Ultimately if the parties decide to litigate the case, it is the court that will determine fault. An insurance company can accept liability. But that is an settlement agreement, NOT a legal determination of fault.
Actually no, not quite. It can get complicated, so not going to go far down that rabbit hole. The insurance company makes a liability decision. Honestly, it's rarely liability that's the cause of a file going to litigation. It's the value...i.e. the plaintiff lawyer wants more money. When suit is filed, liability is often not even discussed as it's agreed to between the parties prior to litigation. If it's not agreed, the courts don't want to get involved in liability all that much. Reality is that 99% of the time, when suit is filed, the case settles long before it ever reaches an actual courtroom. Very, very few claims make it to an actual trial. When they do, if liability is still in dispute, it can be left in the hands of a jury of peers to make a decision. It's not a judge who decides, it's a jury. That's a "wild card" that neither side, especially insurance companies, want to mess with if they can avoid it, simply because a jury of peers often has very little understanding of liability principles.

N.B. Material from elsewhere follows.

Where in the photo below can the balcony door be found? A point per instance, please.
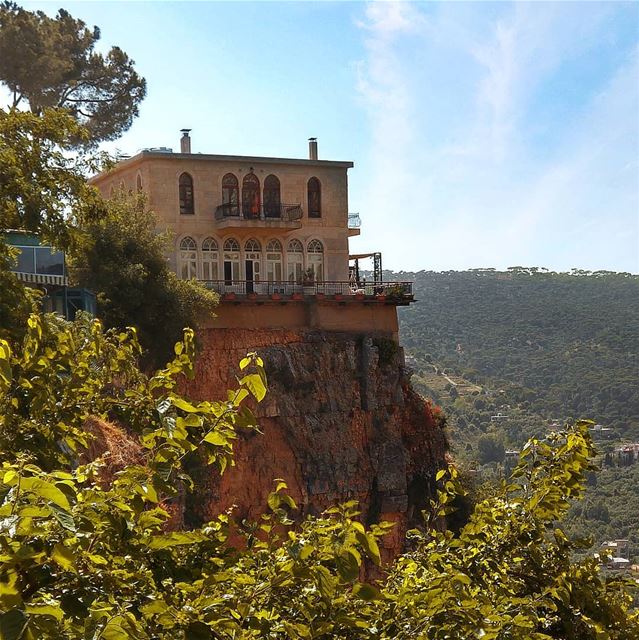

So yes, on that extremely rare case that gets into a courtroom (usually only really bad ones, like fatalities), the court...i.e. a jury of peers, not a judge...can decide liability. But in 99.99% of cases, it's the insurance company.
For claims where injury isn't involved, but insurance companies are arguing over who's at fault, then it goes to what's called intercompany arbitration. Those arbitrators who hear the cases are insurance professionals. The decisions they make are legally binding. I'm one.